Risk Planning - Look at bug curves for previous projects and identify patterns - Part 4

These are a series of posts that I have been writing the process of risk planning for the project. For a software development project, one of the biggest risks relates to the defects that are present during the software development cycle. These risks could be because of the number of defects are more than expected, or defects are of a much higher severity than expected, or that some of the defects are getting rejected with the fixes either being inadequate or totally problematic. Typically, for software or for projects that have been going through several versions, there is a lot of information available in terms of the data for the previous versions of the software projects, with this information being very useful to make predictions about the defect cycle during the current version. However, at the same time, my experience taught me that not everybody even considers looking at previous cycles and figuring out problematic areas that may turn up, and how to handle those. Being to able to predict such problematic points and then figuring out how to resolve them is an integral part of risk planning.
In the previous post (Looking at bug curves for previous projects and identifying patterns - Part 3), I talked about how the bug graph analysis from previous projects indicated that there were a large number of open defects soon after a point when the development team had completed the handover of all the features to the testing. This was essentially because a number of the big ticket features came near this date, and this was the first time that the testing team was able to test these. But this overload of defects was something that was causing a lot of pressure to the team, and it was unhealthy for the project. We had to resolve this, but we would never have even actually realized this problem if we had not mined the data from previous projects.
In this post, I will take another example of what we did using the mining of the data of looking at defects from previous cycles and then doing some analysis of that data. There can be many such cases, and I will take up some of these cases that were important to us in these posts, but you can extrapolate these to as many cases as you like and then gather the data and do the analysis.
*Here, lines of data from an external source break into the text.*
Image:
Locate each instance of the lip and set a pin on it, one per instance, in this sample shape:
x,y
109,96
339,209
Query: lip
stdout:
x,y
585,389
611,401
One of the quests that we had for our team was to figure out how to decrease the time period that a defect was open with a developer - or more accurately, the time period in which a developer first looked at a defect. One of the biggest problems was that there would be defects which were not looked at by a developer for many weeks because of the load that the developers had, and when they got the time to look many of such defects, the tester did not accurately remember the conditions, or the software application had been changed many times since then because of all the developers checking in their changes, and it was not easy to resolve such defects. In short, the quest was that defect ageing be reduced from the many weeks that it was currently, and everybody agreed that we had to do something. However, before we proceeded to do something, we needed to know the extent of the problem, especially at different parts of the development cycle.
For this purpose, we again needed to refer to the defect database for data for previous versions, set up the query for this, and then get the data. To some extent, we also compared the data for multiple previous versions to see whether there were patterns in the data, and we did find some patterns. The analysis for how to reduce this, and what this involved in terms of changes in terms of defect management was something that took effort, but there were rewards for the same. But the most important part remained that we could only do all this analysis once we had the data for the previous cycles, and this was recognized as an important of risk management.